Pulp stones or endoliths, as seen in the dog of the present report, are calcifications that can be found within the pulp cavity of teeth.4 They do not appear to be associated with a pathologic change but can present a challenge when performing a root canal procedure due to difficulty in instrumentation to the apex.4,5 In human patients, long-term pulpal irritation, which can occur with deep caries lesions, has been shown to be a potential factor in the development of pulp stones.5 Conversely, another study6 of humans concluded that pulpal pathology is unlikely to be a contributing factor as pulp stones have been identified in very immature teeth and unerupted teeth, and no relationship between pulp stones and caries lesions in the crown has been identified in humans. Additionally, a human dental case study7 suggested that genetics could be a contributing factor as pulp stones could be associated with a genetic dentine defect. This same study7 tracked a patient with multiple pulp stones over a period of 6 years and concluded that the pulp stones and endodontic health remained unchanged over time. The exact etiology of pulp stone formation remains undetermined.5

Pulp stones with a diameter of < 200 µm cannot be detected on routine dental radiography, and the use of CBCT has greatly improved the identification of calcifications of the pulp cavity.5 Pulp stones have been identified freely in the pulpal tissue or adhered to the dentin. The most commonly identified location is the coronal pulp chamber.8 In human patients, pulp stones do not appear to negatively affect pulpal pain testing and are not considered a condition that requires treatment.8 In human endodontic patients, removal of the pulp stones with ultrasonic instruments has been utilized but carries a high failure rate.
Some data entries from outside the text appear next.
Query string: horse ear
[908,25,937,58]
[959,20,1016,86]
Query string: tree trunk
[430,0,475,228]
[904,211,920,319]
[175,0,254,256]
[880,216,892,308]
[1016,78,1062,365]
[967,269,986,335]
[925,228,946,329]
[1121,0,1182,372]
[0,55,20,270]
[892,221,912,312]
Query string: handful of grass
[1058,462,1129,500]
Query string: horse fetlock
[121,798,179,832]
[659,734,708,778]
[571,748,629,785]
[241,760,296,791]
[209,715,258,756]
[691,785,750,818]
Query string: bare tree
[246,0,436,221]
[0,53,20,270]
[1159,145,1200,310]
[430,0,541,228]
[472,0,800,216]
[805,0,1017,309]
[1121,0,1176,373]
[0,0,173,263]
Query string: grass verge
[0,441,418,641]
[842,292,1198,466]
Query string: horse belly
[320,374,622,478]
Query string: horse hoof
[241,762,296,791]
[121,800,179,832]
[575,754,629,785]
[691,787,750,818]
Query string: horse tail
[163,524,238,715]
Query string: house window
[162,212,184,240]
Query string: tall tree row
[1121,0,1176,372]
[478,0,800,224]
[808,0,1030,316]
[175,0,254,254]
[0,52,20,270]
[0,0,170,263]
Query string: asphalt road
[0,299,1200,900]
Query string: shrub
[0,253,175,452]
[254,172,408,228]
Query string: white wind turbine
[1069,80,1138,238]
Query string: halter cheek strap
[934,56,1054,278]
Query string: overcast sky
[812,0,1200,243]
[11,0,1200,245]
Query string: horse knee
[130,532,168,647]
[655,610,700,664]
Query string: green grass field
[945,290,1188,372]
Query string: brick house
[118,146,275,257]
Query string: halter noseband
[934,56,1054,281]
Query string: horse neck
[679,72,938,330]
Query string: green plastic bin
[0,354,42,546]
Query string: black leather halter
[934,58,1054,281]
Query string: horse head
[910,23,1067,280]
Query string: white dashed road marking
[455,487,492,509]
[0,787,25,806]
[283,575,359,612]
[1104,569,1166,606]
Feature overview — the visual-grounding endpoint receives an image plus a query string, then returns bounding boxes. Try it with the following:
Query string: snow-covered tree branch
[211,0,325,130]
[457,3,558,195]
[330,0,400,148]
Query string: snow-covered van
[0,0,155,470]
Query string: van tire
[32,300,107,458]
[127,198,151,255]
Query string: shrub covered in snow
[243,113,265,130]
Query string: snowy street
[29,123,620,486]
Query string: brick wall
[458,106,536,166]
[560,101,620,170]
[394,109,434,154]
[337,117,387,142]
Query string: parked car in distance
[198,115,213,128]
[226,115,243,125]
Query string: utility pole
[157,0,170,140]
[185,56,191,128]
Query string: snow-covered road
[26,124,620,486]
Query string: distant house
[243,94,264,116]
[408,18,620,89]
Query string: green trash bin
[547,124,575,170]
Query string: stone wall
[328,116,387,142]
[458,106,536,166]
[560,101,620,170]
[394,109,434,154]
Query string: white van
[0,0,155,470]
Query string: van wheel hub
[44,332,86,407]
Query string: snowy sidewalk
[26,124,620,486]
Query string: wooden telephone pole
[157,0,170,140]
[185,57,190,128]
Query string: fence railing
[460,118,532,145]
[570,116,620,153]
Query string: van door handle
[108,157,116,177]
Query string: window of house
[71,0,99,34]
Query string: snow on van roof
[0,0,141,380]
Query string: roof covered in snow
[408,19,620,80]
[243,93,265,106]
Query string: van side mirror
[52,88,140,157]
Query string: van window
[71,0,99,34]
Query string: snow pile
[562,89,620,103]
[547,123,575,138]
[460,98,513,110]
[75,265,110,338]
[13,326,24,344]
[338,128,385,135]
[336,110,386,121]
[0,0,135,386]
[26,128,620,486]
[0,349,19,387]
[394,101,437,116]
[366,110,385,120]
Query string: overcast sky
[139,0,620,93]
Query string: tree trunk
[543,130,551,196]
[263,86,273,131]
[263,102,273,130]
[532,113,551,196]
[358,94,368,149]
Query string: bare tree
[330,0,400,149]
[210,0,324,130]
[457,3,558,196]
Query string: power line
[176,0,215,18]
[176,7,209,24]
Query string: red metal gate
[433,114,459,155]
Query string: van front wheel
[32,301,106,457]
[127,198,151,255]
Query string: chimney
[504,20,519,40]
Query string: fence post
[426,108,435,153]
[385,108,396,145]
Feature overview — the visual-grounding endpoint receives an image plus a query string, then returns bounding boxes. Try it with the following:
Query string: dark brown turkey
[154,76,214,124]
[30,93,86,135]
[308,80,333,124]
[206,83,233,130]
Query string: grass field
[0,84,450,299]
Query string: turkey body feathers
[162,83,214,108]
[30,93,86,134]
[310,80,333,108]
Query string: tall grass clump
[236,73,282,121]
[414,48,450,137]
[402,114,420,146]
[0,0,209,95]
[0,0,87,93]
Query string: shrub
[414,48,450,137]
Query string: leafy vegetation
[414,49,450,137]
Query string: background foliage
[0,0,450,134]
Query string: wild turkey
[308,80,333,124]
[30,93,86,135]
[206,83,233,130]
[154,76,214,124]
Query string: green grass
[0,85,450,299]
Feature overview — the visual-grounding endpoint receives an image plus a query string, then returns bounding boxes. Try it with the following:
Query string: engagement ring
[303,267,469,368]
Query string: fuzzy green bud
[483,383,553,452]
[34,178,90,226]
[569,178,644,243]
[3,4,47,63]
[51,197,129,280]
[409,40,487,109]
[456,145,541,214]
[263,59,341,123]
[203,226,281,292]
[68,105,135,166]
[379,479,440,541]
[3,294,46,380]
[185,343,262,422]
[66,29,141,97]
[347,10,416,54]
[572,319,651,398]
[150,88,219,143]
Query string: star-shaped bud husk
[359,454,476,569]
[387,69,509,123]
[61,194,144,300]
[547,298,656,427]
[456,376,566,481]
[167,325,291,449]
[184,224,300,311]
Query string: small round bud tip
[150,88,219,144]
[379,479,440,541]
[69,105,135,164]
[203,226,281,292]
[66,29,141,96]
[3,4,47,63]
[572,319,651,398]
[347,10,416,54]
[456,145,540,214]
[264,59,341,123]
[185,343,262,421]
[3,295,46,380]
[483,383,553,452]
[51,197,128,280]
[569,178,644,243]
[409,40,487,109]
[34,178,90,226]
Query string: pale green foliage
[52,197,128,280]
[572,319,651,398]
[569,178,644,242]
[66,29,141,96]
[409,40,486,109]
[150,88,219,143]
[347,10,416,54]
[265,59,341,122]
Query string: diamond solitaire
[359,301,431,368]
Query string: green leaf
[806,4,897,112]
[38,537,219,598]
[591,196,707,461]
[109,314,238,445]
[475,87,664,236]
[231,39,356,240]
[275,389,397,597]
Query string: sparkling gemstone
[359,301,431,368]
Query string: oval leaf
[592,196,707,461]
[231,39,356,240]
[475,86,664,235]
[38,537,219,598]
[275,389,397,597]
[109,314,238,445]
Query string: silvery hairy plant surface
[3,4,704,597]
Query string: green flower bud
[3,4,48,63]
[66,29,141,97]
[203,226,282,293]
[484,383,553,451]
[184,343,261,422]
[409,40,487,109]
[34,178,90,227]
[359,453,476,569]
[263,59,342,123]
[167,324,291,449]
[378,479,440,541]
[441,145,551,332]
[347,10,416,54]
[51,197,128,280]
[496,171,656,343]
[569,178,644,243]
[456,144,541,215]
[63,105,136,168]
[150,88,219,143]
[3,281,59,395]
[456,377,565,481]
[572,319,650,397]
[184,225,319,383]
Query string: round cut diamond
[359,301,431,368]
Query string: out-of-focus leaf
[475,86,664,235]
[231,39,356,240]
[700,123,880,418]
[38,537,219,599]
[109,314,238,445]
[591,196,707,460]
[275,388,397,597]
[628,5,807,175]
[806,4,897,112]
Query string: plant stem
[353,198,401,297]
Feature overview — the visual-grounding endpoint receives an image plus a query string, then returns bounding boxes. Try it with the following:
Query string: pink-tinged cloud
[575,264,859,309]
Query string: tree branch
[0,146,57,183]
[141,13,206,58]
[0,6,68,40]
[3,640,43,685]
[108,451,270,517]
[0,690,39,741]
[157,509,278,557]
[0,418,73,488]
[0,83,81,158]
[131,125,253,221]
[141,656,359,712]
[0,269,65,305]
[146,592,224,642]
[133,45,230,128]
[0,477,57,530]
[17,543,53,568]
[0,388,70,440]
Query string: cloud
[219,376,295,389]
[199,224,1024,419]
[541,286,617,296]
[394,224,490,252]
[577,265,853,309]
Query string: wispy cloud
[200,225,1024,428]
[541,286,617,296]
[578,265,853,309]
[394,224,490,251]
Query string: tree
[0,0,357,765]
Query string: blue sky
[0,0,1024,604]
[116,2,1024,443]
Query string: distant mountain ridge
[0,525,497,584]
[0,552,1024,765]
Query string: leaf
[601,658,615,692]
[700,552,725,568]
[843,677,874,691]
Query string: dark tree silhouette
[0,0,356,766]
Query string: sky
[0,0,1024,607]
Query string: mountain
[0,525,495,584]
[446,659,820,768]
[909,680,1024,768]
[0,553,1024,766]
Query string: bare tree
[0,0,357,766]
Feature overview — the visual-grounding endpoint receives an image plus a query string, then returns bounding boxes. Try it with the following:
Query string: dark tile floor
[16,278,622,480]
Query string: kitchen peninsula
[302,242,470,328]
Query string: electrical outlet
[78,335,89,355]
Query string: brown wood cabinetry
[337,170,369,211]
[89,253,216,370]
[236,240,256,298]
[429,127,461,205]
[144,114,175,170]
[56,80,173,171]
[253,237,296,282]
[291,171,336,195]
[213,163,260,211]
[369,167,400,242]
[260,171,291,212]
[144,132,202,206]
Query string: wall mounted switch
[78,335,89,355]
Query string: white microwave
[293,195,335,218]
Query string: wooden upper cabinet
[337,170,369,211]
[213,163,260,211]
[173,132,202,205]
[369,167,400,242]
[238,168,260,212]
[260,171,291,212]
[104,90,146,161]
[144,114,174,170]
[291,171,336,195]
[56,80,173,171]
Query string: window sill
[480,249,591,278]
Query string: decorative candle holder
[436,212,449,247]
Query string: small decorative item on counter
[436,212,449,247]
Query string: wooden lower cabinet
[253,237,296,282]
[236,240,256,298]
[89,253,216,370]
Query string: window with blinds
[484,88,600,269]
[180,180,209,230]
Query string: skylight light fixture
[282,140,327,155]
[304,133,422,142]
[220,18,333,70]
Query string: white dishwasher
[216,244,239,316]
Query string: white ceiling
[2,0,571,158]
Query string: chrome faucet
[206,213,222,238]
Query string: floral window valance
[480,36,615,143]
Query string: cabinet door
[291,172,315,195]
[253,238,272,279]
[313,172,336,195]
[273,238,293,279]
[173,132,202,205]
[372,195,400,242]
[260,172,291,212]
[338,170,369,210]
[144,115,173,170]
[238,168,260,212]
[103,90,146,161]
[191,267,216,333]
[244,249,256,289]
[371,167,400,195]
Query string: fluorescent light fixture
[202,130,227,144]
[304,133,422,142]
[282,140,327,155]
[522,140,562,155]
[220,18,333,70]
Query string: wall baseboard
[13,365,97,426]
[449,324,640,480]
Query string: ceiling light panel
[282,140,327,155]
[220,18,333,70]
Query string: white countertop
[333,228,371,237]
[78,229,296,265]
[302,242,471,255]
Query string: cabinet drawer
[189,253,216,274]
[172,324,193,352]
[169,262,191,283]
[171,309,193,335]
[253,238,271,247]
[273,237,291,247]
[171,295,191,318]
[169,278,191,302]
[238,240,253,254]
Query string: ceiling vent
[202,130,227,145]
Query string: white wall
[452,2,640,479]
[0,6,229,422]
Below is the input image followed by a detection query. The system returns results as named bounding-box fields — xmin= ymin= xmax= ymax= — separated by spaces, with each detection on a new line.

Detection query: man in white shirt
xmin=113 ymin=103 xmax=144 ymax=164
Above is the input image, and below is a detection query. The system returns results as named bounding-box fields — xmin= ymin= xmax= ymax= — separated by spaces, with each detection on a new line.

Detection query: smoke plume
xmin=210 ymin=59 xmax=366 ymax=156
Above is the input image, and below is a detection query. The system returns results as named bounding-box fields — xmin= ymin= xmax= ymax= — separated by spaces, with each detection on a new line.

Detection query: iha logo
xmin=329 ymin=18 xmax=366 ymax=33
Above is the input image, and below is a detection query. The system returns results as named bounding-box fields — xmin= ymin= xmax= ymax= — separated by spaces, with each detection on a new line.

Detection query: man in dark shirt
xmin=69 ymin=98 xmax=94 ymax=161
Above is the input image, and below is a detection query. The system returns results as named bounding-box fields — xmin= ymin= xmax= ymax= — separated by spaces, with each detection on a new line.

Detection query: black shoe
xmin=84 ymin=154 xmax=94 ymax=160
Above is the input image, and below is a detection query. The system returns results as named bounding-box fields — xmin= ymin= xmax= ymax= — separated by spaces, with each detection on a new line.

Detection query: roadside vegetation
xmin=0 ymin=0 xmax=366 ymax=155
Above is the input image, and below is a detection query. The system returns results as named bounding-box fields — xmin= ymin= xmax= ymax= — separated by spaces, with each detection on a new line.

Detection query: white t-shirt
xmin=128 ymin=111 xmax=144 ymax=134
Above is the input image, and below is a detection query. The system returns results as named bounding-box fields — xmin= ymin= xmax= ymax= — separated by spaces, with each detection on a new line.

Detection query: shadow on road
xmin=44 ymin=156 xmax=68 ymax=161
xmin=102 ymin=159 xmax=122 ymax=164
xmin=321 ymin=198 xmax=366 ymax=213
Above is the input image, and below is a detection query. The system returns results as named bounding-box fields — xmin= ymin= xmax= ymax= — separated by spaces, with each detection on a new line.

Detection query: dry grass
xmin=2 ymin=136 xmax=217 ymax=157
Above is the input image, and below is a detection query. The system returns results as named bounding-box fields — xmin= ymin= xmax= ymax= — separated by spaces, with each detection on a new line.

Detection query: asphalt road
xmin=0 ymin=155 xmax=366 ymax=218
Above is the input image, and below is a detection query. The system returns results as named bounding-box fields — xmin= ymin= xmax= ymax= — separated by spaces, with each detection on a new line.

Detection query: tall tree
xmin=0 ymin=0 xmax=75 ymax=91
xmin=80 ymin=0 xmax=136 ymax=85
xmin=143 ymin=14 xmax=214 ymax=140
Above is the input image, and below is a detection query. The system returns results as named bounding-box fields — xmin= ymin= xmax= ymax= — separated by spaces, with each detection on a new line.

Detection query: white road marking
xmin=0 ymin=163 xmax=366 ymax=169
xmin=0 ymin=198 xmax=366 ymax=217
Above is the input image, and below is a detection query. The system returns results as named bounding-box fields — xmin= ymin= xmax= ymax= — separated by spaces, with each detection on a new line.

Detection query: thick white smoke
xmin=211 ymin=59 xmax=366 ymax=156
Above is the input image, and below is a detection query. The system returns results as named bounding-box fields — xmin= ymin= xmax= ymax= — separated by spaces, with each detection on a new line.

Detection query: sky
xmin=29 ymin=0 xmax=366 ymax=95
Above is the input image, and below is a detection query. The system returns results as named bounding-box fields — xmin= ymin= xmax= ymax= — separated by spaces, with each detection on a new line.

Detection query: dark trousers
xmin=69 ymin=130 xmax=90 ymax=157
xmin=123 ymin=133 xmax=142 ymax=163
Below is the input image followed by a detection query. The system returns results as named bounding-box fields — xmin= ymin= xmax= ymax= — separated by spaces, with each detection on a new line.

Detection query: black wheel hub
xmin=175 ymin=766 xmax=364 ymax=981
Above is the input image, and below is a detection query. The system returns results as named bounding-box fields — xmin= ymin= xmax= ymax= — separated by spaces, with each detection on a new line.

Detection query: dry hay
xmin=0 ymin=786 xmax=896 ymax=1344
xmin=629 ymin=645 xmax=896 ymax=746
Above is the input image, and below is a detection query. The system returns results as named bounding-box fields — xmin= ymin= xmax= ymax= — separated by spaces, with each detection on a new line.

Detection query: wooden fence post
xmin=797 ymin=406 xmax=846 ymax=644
Micro-guided endodontics that use CBCT scans to map the endodontic system may be the future of endodontics.5

When pulp stones are diagnosed on diagnostic imaging, notation of the abnormality should be made in the patient’s medical record. If there is no radiographic or examination evidence of endodontic disease, no additional treatment is warranted. Recommendations of reevaluation with diagnostic imaging in 1 year should be suggested to screen for pathology or endodontic disease.